Rütli-Oberschule in Berlin-Neukölln. Auch hier sind 70 Prozent der Kinder nichtdeutscher Herkunft. Die Schulleiterin hat eine klare Position: sie versucht, religiöse Symbole aus der Schule herauszuhalten. Sie redet mit muslimischen Eltern, macht ihnen klar, daß das Kopftuch an ihrer Schule nicht so gerne gesehen ist. Und mit dieser Position schafft sie sich Feinde. Sie wird bedroht, bekommt annonyme Briefe wie diesen.

"Wir warnen sie - wagen sie es nicht, das Kopftuch zu verbieten", heißt es da. "Wir setzen das Kopftuch durch und wir siegen. Unsere Religion ist die höchste Religion und daran haben sich die Deutschen zu halten."

Brigitte Pick, Schulleiterin:
"Es ist ein unglaubliches Flugblatt gewesen, was auch an meine Schule kam und zwar anonym. Wir waren entsetzt und ich nehme solche Drohungen auch durchaus ernst."

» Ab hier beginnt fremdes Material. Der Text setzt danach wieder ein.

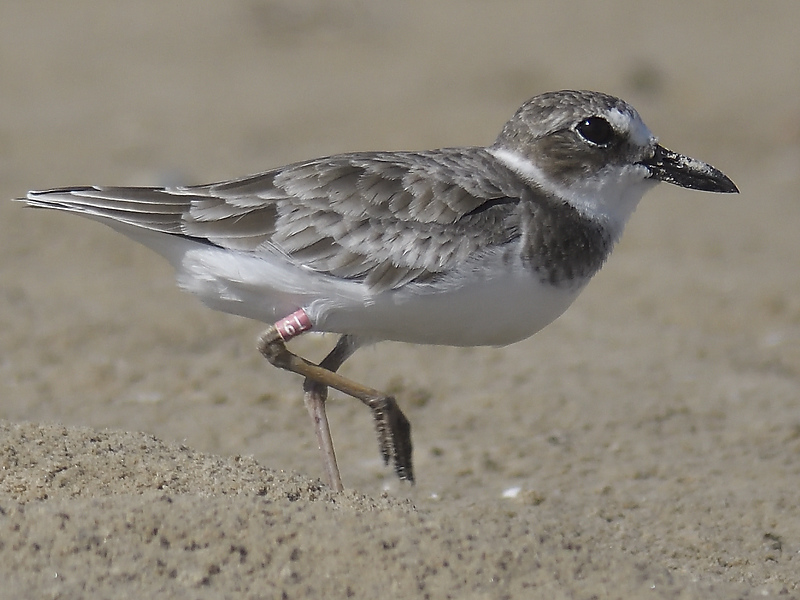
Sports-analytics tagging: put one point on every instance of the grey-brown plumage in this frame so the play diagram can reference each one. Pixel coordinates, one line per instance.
(461, 246)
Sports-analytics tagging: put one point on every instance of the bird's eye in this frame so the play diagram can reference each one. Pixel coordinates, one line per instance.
(596, 130)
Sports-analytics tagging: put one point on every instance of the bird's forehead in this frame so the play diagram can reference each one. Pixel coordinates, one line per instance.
(561, 110)
(629, 121)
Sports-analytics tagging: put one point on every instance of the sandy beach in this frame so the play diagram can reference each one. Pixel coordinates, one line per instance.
(645, 445)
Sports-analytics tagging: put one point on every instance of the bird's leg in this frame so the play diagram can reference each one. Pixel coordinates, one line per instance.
(316, 394)
(394, 430)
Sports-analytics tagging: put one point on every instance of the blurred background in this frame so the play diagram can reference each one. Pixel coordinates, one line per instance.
(697, 313)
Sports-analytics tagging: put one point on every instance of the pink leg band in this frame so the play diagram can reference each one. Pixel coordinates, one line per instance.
(293, 325)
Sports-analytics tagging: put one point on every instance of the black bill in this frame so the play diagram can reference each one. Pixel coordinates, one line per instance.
(671, 167)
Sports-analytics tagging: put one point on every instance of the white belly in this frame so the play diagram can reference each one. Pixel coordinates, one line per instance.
(491, 304)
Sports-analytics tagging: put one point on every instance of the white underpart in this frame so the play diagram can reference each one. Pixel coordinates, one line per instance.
(611, 196)
(487, 303)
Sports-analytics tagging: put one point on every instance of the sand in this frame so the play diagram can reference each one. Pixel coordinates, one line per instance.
(647, 444)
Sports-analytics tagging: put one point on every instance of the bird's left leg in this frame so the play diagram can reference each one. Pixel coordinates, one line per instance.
(394, 430)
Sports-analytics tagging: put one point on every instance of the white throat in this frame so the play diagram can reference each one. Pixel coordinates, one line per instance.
(611, 196)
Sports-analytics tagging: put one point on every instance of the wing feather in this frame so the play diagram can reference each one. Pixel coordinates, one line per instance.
(382, 218)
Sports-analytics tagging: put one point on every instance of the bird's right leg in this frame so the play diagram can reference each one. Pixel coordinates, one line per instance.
(394, 430)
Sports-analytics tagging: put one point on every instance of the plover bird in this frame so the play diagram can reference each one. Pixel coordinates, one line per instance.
(476, 246)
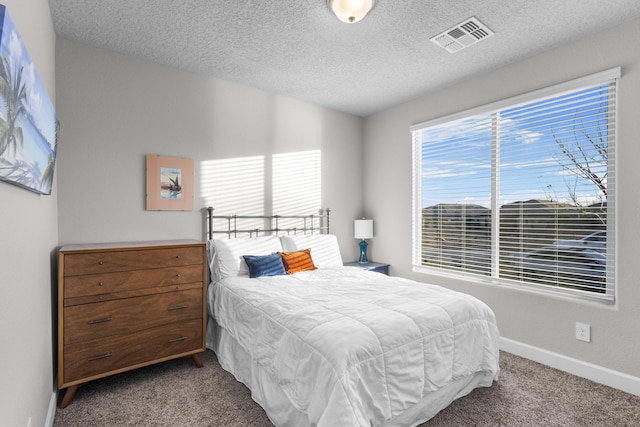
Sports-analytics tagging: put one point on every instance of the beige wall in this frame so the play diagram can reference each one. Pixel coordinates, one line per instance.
(29, 230)
(541, 321)
(115, 109)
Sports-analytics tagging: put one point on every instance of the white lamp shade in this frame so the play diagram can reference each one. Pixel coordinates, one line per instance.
(363, 228)
(350, 11)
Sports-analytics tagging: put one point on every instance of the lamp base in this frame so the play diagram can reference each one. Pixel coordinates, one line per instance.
(363, 252)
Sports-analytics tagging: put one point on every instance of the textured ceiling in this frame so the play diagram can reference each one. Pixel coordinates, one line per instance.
(298, 48)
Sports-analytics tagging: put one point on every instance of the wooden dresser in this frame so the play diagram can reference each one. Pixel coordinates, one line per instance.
(127, 305)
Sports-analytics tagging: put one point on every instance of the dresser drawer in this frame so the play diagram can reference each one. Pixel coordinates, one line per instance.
(101, 357)
(126, 316)
(96, 284)
(102, 262)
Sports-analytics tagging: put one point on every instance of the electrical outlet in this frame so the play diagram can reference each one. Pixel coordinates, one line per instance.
(583, 332)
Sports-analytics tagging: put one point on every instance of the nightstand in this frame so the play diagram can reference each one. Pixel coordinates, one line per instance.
(371, 266)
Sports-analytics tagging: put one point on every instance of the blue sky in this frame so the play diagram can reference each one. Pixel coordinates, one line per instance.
(457, 156)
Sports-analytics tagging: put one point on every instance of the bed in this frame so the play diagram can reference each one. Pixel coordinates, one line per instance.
(328, 345)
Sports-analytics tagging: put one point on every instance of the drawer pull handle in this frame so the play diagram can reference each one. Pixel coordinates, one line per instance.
(93, 322)
(98, 357)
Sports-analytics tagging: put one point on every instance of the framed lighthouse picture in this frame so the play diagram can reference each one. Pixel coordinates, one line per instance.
(169, 183)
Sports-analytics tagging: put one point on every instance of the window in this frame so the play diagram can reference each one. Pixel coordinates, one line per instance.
(522, 191)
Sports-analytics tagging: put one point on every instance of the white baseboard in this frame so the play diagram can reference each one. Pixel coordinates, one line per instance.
(51, 412)
(599, 374)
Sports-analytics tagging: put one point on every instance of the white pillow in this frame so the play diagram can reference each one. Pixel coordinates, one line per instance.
(325, 250)
(225, 255)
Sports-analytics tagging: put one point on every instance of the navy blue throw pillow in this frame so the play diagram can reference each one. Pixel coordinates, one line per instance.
(265, 265)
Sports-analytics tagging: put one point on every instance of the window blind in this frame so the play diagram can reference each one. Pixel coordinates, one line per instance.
(522, 190)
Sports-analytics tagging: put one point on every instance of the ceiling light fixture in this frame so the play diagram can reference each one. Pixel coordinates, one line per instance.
(350, 11)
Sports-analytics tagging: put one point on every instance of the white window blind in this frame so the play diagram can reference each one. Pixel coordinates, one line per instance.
(522, 190)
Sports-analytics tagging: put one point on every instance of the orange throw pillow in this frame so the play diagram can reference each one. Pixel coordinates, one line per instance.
(297, 261)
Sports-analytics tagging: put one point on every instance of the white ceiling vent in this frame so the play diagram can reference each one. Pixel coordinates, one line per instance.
(462, 35)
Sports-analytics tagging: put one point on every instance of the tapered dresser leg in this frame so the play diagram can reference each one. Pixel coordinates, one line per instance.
(68, 396)
(197, 360)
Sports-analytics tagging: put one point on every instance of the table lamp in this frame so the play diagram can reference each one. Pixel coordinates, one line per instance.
(363, 229)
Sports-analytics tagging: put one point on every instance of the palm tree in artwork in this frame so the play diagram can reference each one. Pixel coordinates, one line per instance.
(14, 93)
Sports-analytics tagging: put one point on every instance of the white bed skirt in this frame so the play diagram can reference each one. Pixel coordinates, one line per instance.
(265, 391)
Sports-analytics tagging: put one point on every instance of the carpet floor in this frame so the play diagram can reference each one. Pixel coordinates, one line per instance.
(176, 393)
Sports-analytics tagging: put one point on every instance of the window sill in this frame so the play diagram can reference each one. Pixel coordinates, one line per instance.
(547, 291)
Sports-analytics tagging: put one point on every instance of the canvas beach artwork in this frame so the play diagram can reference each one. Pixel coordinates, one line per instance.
(169, 183)
(28, 124)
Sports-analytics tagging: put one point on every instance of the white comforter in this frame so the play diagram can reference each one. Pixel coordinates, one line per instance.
(355, 348)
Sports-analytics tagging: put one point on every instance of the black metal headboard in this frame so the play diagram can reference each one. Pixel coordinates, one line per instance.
(273, 224)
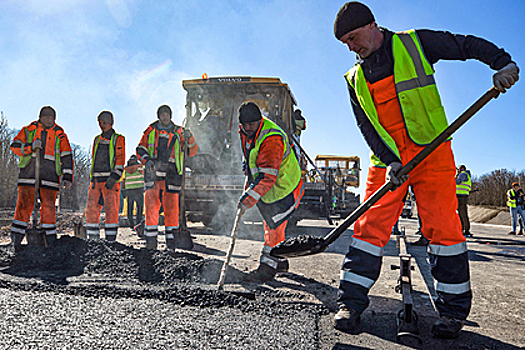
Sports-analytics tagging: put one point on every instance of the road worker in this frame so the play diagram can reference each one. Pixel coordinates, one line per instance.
(56, 166)
(107, 167)
(273, 182)
(161, 150)
(398, 109)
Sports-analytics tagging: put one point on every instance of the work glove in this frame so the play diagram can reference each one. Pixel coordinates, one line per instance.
(391, 176)
(37, 144)
(110, 182)
(506, 77)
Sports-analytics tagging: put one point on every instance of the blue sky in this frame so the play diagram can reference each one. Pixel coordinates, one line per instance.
(130, 56)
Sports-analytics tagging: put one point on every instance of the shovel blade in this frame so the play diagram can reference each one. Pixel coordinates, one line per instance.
(36, 237)
(302, 245)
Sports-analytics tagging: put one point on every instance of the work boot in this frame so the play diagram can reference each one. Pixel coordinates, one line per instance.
(347, 320)
(16, 239)
(92, 236)
(421, 242)
(51, 240)
(184, 240)
(447, 327)
(170, 239)
(151, 243)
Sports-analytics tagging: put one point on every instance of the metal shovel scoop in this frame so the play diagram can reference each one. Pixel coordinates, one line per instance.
(308, 245)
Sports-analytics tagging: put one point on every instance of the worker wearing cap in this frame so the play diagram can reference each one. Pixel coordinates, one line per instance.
(107, 167)
(56, 165)
(463, 187)
(515, 199)
(398, 109)
(161, 150)
(134, 190)
(273, 182)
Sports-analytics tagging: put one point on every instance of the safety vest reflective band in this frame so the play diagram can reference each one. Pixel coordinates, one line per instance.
(134, 180)
(464, 187)
(178, 155)
(289, 173)
(112, 144)
(24, 160)
(421, 107)
(511, 202)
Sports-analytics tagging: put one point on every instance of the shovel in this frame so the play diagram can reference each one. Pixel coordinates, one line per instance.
(226, 263)
(308, 245)
(35, 235)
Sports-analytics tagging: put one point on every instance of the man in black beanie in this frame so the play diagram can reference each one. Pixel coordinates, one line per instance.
(398, 109)
(161, 150)
(273, 182)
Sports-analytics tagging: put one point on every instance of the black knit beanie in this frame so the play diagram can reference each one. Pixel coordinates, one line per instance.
(163, 109)
(351, 16)
(48, 111)
(249, 112)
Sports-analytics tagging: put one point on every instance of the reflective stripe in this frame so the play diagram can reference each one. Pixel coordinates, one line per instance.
(20, 223)
(253, 194)
(356, 279)
(269, 171)
(26, 181)
(450, 250)
(278, 217)
(367, 247)
(101, 174)
(456, 288)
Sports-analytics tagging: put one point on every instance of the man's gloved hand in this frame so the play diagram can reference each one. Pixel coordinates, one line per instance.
(391, 172)
(110, 182)
(506, 77)
(37, 144)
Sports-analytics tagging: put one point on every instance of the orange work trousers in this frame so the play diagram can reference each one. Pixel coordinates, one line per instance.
(111, 200)
(170, 203)
(433, 182)
(25, 203)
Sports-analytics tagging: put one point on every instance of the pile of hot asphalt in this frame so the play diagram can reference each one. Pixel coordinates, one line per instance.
(79, 294)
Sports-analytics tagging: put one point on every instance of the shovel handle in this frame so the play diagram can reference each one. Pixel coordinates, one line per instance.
(226, 263)
(445, 134)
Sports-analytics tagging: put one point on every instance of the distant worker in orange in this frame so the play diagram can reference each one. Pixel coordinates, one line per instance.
(273, 182)
(56, 166)
(107, 167)
(161, 150)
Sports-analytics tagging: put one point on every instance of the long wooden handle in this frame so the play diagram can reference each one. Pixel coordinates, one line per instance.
(445, 134)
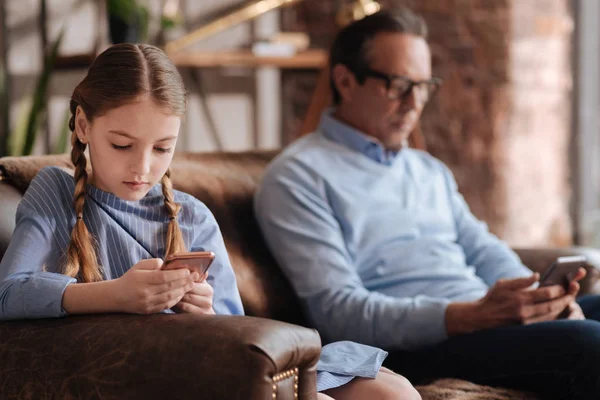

Auch die Bundestagsabgeordnete Lale Akgün wird massiv unter Druck gesetzt, denn auch sie ist gegen das Kopftuch für Lehrerinnen. Seit ein paar Monaten wird sie bedroht, in E-Mails, in Briefen und am Telefon.

Lale Akgün, MdB SPD:
"Ich habe keine Angst und ich werde den Mund nicht halten und werde immer meine Meinung sagen. Ich stehe zu meiner Meinung, die sagt: Schule muss ein neutraler Ort bleiben und Lehrerinnen dürfen kein Kopftuch tragen. Wenn schon diese, meiner Meinung nach bescheidene, eigentlich sehr umgrenzte Aussage solche Reaktionen hervorruft, dann können Sie sich ja vorstellen, mit was für Menschen wir es zu tun haben."

Eigentlich geht es nur um ein Stück Stoff, sagt Derya Ulas von der Grundschule in Berlin-Wedding. Aber sie hat Angst. Angst, dass sich an diesem Stück Stoff ein Kulturkampf in Deutschland entzündet.
Wir in Deutschland haben die Trennung zwischen Kirche und Staat nie wirklich konsequent vollzogen. Wir haben vor allem nicht damit gerechnet, dass neben den beiden christlichen Konfessionen andere Religionen in unserem Land Einfluß haben könnten. Es wird höchste Zeit, dass wir die Realität einholen und einlösen, was unsere Verfassung verspricht. Religion ist Privatsache, der Staat hat sich da nicht einzumischen. Erst recht nicht in der Schule.